# Scaling Consideration of BiCMOS SRAMs

J. J. Tsaur, C. W. Jih, H. W. Tsaur, J. B. Kuo

Rm. 526, Dept. of Electrical Eng., National Taiwan University Roosevelt Rd., Sec. 4, #1, Taipei, Taiwan 107 FAX:886-2-363-8247, Telephone:886-2-363-5251, E-mail:t7503007@twntucc1.bitnet

# Abstract

This paper presents scaling consideration of BiCMOS SRAMs based on an experimental 4K ECL I/O BiCMOS SRAM design.
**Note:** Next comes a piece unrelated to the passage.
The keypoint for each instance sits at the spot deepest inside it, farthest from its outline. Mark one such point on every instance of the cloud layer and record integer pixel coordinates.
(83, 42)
According to analysis, further integration of the BiCMOS SRAMs over 1Mbits is limited by the evolution of the CMOS processing technology and the BiCMOS circuit design techniques, and BiCMOS circuits shrink the access time without a power penalty.

### Summary

Recently, BiCMOS technology has been becoming one of the major VLSI technologies. BiCMOS SRAMs, combining CMOS memory cells, bipolar sense amps and ECL I/O buffers, have shown their capabilities for high-speed and large-size memory applications. Scaling of CMOS technologies, devices, and SRAM circuits has been intensively reported. Scaling of bipolar ECL devices and circuits has also been discussed. However, there are few reports on scaling consideration of BiCMOS devices and SRAM circuits. In this paper, scaling of the BiCMOS SRAMs will be described.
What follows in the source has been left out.